Two works from Dreams Deferred are presented here, for the first time, on a mirror support. Verdant fields bursting with wildflowers are seen through a chain-link fence that abstracts and partially obscures the view. Though once fully painted, portions of the fence have been undone, allowing its form to reappear. In these exposed passages, viewers glimpse themselves within the fence’s silhouette, prompting reflection on enclosures—whether one is welcomed or excluded, free, or constrained.
In four paintings belonging to another body of work within the Dreams Deferred series, exuberant branches of cherry blossoms reach upward toward crisp, near-monochromatic skies. Growing up in Miami, Smith was unfamiliar with seasonal change. After moving to New York, he began to associate the shifts of the northern climate—and particularly spring, when cherry trees bloom—with a sense of opportunity. He references the work of photographer Bill Cunningham, whose images reflected fashion’s relationship to the changing seasons in New York. Smith uses cerulean and mustard-yellow skies to evoke the emotional resonance of the natural world—its promise of renewal or a sense of eternal spring.

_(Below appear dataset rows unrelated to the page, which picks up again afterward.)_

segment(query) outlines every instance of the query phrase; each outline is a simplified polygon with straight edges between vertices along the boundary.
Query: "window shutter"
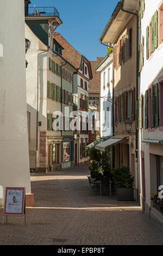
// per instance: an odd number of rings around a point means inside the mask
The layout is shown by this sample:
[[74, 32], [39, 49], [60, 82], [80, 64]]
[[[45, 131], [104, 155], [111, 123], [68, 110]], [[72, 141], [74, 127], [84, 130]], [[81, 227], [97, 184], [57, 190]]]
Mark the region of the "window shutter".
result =
[[141, 44], [140, 45], [139, 47], [139, 72], [141, 72], [141, 53], [142, 53], [142, 50], [141, 50]]
[[118, 56], [118, 65], [122, 65], [122, 39], [119, 41], [119, 56]]
[[143, 17], [143, 10], [142, 10], [142, 0], [140, 0], [140, 17], [142, 19]]
[[148, 128], [148, 90], [145, 94], [145, 129]]
[[115, 98], [115, 123], [118, 123], [118, 107], [117, 107], [117, 98]]
[[49, 99], [50, 96], [49, 96], [49, 82], [48, 81], [48, 84], [47, 84], [47, 97]]
[[159, 95], [158, 84], [153, 86], [154, 116], [154, 126], [159, 126]]
[[131, 100], [132, 100], [132, 120], [134, 121], [135, 119], [135, 88], [134, 88], [132, 90], [131, 94]]
[[51, 70], [51, 59], [49, 58], [49, 70]]
[[61, 74], [62, 74], [62, 67], [61, 66], [59, 66], [59, 76], [60, 77], [61, 76]]
[[155, 127], [154, 125], [154, 106], [153, 100], [153, 86], [151, 86], [151, 107], [152, 107], [152, 127]]
[[139, 129], [139, 100], [136, 101], [136, 121], [135, 128], [136, 130]]
[[154, 16], [152, 18], [152, 52], [154, 50]]
[[50, 114], [49, 113], [47, 113], [47, 130], [49, 131], [50, 130]]
[[149, 27], [146, 28], [146, 59], [149, 58]]
[[55, 100], [55, 84], [54, 83], [52, 83], [52, 100]]
[[118, 122], [121, 122], [121, 97], [119, 96], [118, 97]]
[[122, 37], [122, 61], [125, 60], [125, 35]]
[[158, 11], [156, 10], [154, 15], [154, 47], [158, 47]]
[[145, 38], [144, 36], [142, 36], [142, 63], [141, 63], [142, 66], [143, 66], [144, 61], [145, 61], [144, 48], [145, 48]]
[[132, 28], [129, 29], [129, 57], [132, 55], [132, 36], [133, 36], [133, 30]]
[[142, 129], [143, 128], [143, 107], [144, 107], [144, 100], [143, 100], [143, 95], [142, 95], [141, 96], [141, 127]]
[[56, 63], [56, 74], [59, 75], [59, 65], [57, 63]]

Smith’s new series Jamaica Paintings features semi-abstracted beach scenes from Jamaica’s Frenchman’s Cove on the island’s northeastern coast, captured from multiple perspectives. Each painting aligns crystalline skies with shimmering water, while sand appears soft, marbled in places with shadows of ornate foliage. Smith visited the site frequently as a child and has returned since to document subtle and significant changes to the landscape—where there was once a battle between the British and the French and a resort popular in the 1960s drove Jamaica’s tourism industry. Rendered with an uncanny synthesis of distance and intimacy, these paintings convey layers of personal memory and cultural history, holding nostalgia and immediate perception in tandem.